[Top][All Lists]
[Date Prev][Date Next][Thread Prev][Thread Next][Date Index][Thread Index]
Re: [Chicken-users] Neophyte in scheme: string-split not quite what I wa
From: |
Alex Shinn |
Subject: |
Re: [Chicken-users] Neophyte in scheme: string-split not quite what I want |
Date: |
Sat, 21 Jul 2012 10:41:51 +0900 |
On Sat, Jul 21, 2012 at 3:19 AM, Charles Hixson
<address@hidden> wrote:
> On 07/20/2012 04:05 AM, Дмитрий wrote:
>>
>> Hello.
>>
>> Does IrRegex support Unicode character classes? E.g.
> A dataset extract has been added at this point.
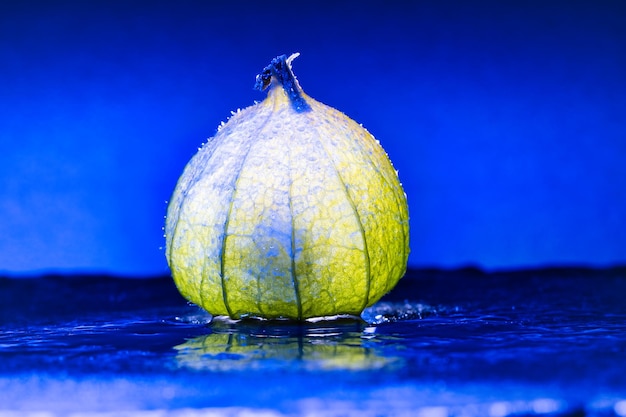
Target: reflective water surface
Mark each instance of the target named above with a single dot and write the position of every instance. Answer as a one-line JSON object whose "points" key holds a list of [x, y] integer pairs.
{"points": [[443, 343]]}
Will IrRegex consider
>> accented letters (á) or Cyrillic letters (я) as "alpha"? Wil IrRegex
>> consider Chinese wide space ( ) as "space"? Will IrRegex consider Chinese
>> brackets (「」【】) as "punct"? If it doesn't, the regexp is going to be
>> EXTREMELY messy [in fact, I believe it may better to build such a regexp
>> automatically then].
>>
>> I’m on Windows, so I can’t check it (when I use UTF-8 console via chcp
>> 65001, for some reason Chicken seems to fail on every string with operation
>> non-ascii string — even on a simple (display "Привет")).
>>
>>
>> --
>> Yours sincerely,
>> Dmitry Kushnariov
>>
>>
>
> As I said, I'm a neophyte. My "character classes" were based around
> [a-zA-z] etc. So you can readily see why the pattern would have quickly
> become unreasonably complex. I didn't find any definition of other
> character classes (well, not one that meant anything) and given the
> discussion, I think that they wouldn't have worked if I'd gotten to the
> point of testing them.
>
> I was planning on using Chicken to learn scheme, since R7SR is supposed to
> be based more on R5SR than on R6SR, but maybe it's better to learn using
> Racket. I *trust* the conversion won't be too difficult. (I *do* need to
> use utf-8 in lots of places, and an incomplete implementation while I was
> learning would be ... unpleasant. Particularly if the user documentation
> presumed that it *was* complete.)
The utf8 implementation is not incomplete. It's just
not the default.
--
Alex